6月の消費者物価の上昇は円安による影響が大きいが、5月よりも宿泊料が値上がりするなど個人消費の堅調さも確認された。株高などが消費者の財布のひもを緩ませ、デフレ脱却に向けて日銀が導入した「異次元」の金融緩和の効果がじわじわ出始めている。ただ、賃上げの動きは鈍く、「2年後に2%」という日銀の物価上昇シナリオの実現は、なおハードルが高い。
日銀のアンケート(6月調査)によれば、1年後の物価が「上がる」と回答した人の比率は80%超を占める。実際、6月の国内企業物価指数も1.2%上昇しており、企業が小売りに上昇分を転嫁すれば消費者物価はさらに押し上げられる。
日銀は2013年度の消費者物価指数(生鮮食品を除く)をプラス0.6%と予測するが、「達成の可能性が高まった」(ニッセイ基礎研究所の斎藤太郎経済調査室長)との見方は多い。

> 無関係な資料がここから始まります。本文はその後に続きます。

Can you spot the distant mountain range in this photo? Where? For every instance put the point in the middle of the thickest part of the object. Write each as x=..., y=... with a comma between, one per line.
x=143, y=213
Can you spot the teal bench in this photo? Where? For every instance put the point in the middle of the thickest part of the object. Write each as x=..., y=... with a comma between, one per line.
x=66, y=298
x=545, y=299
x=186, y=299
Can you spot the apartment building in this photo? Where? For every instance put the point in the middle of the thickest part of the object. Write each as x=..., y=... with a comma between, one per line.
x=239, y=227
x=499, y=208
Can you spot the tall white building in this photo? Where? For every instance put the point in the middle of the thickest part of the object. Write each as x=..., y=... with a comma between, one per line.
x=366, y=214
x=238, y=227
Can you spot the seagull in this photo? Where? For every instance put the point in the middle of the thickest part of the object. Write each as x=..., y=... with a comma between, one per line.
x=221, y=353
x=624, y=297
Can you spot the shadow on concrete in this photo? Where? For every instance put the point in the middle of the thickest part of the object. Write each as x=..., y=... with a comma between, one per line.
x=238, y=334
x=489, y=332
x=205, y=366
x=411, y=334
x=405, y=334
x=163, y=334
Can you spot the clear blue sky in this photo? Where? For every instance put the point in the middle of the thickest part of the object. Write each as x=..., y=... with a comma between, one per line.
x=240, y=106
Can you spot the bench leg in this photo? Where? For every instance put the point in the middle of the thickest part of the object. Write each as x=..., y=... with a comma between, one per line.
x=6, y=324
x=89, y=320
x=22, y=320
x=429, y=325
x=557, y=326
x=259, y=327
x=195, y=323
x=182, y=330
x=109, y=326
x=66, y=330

ただ、賃上げを伴わないままモノの値段が上がれば家計を圧迫し、安定的な物価上昇にはつながらない。厚生労働省によると基本給など5月の所定内給与は前年同月比0.2%減と12カ月連続でマイナス。日銀の物価上昇目標の達成は「賃金も上昇する必要があるため困難」(SMBC日興証券の宮前耕也エコノミスト)との指摘も多く、回復傾向にある企業業績をいかに賃金上昇に結びつけるかが、日銀のシナリオ実現の鍵を握る。